Japan marks the fifth anniversary of the deadly earthquake, which also triggered a giant tsunami that claimed up to 19,000 lives. The quake forced the meltdown at the Fukushima Daiichi nuclear power plant leaving behind a dark legacy of the disaster.
Five years ago on 11 March, the 9-magnitude undersea tremor struck off Japan's north-eastern coast generating massive tsunami waves as high as 15m. The disaster was so deadly that nearly 170,000 evacuees are still living in shelters or makeshift arrangements. Nearly 43,000 are from Fukushima.
Despite the triple meltdown at the nuclear facility, Prime Minister Shinzo Abe made it clear ahead of the anniversary that Japan cannot survive without nuclear energy. Speaking at a news conference, the Japanese premier said: "Our resource-poor country cannot do without nuclear power to secure the stability of energy supply while considering what makes economic sense and the issue of climate change." The nuclear plant's operator, Tokyo Electric Power Company (Tepco), is still figuring out how to remove the molten fuel from the three reactors — a process which could even take four decades or more.
Abe will take part in a national ceremony being held as a mark of tribute to the victims of the tragedy. The event will be attended by the emperor and empress as well as victims and representatives of the victims.
A moment of silence will also be observed at 2.46pm across Japan to mark the timing of the quake. Memorial services have been planned in almost all the areas affected by the quake.

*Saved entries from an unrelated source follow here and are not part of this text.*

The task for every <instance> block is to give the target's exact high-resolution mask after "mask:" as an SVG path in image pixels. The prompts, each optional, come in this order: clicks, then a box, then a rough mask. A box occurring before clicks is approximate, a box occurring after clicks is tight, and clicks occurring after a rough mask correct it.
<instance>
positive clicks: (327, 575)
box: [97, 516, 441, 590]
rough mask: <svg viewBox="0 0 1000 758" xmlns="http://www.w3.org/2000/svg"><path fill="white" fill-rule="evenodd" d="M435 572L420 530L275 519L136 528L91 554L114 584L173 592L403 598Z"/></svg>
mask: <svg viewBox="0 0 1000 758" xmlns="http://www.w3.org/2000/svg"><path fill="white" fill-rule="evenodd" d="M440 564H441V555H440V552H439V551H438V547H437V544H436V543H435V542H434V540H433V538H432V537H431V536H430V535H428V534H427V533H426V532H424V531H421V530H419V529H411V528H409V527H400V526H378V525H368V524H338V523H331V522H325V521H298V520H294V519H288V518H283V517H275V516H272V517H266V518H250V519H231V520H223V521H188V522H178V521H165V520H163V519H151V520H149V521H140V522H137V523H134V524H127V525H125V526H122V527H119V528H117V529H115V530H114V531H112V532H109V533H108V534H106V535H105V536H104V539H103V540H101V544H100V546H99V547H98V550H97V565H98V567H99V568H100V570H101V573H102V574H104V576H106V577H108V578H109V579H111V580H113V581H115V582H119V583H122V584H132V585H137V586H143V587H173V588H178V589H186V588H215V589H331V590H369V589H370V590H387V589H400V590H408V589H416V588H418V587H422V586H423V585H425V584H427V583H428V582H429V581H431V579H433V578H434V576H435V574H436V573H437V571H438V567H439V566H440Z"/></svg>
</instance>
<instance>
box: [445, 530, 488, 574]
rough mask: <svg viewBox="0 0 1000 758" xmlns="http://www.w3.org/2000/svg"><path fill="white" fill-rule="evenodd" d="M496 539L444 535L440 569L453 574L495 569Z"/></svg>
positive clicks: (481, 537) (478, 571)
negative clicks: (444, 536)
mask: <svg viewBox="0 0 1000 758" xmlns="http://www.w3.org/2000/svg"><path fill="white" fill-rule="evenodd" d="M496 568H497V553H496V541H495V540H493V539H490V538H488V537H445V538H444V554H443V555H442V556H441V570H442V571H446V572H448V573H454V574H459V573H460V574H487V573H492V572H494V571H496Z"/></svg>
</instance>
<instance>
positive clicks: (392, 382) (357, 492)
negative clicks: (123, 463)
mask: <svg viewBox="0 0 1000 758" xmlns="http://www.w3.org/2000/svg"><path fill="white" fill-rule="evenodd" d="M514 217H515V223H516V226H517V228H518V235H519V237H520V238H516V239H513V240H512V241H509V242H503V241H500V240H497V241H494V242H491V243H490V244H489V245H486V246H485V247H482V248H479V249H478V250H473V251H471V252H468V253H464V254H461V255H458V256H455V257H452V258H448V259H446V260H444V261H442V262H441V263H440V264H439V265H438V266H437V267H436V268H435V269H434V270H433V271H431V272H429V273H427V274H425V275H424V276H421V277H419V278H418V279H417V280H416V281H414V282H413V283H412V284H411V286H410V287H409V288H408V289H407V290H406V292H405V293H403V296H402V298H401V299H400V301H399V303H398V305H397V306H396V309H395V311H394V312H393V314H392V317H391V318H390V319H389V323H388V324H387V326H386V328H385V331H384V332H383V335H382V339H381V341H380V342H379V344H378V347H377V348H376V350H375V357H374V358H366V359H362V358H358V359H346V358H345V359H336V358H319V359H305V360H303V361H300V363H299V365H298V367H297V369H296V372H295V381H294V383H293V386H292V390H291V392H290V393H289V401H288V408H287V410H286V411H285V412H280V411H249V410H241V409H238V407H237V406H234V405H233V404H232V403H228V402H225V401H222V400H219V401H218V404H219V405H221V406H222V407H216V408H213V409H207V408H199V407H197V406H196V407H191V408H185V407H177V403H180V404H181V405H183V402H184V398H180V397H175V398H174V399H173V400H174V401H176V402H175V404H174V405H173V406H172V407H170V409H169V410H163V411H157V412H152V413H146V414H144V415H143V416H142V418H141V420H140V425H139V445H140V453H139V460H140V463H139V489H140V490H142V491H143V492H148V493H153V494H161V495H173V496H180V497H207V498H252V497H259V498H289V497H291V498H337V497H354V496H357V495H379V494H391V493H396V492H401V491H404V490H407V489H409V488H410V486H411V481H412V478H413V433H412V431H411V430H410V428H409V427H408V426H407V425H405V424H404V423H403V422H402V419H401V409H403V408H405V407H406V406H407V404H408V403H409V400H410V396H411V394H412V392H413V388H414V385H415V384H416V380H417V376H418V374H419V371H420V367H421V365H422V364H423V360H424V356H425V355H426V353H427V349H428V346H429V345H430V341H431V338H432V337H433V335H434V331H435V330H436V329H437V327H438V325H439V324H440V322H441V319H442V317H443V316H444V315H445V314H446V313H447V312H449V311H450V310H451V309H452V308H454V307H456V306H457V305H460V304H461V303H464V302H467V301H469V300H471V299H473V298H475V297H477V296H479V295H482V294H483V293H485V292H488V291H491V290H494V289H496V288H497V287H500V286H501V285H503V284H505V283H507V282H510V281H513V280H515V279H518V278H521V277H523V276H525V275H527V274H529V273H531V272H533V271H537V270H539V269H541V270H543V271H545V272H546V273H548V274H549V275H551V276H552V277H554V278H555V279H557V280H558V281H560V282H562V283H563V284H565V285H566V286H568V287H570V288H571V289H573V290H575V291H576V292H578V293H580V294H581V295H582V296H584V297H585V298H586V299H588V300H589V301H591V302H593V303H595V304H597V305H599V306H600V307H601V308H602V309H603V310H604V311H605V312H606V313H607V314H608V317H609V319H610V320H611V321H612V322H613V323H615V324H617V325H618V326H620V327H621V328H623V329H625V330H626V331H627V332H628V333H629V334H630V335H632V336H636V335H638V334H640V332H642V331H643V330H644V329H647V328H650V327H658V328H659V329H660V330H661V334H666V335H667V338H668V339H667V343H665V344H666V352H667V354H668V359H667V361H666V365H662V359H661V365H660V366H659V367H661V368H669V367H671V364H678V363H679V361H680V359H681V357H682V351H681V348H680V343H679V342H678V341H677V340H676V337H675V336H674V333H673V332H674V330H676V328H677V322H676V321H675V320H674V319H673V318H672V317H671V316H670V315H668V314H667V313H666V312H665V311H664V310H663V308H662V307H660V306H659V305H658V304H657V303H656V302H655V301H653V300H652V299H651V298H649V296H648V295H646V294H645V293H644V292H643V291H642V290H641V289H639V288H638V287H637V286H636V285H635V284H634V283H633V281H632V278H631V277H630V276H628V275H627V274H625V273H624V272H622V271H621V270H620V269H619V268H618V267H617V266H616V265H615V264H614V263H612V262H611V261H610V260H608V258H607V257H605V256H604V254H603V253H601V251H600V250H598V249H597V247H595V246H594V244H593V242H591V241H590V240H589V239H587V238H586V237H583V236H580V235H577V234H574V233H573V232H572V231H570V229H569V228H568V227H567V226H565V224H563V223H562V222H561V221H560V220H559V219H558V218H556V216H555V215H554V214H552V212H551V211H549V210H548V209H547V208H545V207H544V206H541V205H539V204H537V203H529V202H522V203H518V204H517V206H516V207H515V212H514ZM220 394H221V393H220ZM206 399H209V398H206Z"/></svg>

The Japanese government hailed the progress of restoration in the five-year period though critics say not enough has been done. On the eve of the anniversary, Abe said: "Now more than 70% of [disaster-hit] agricultural land has become ready for planting and nearly 90% of fishery-product processing facilities have resumed operations. Seeds of new industries are now evolving one after another in disaster-hit areas."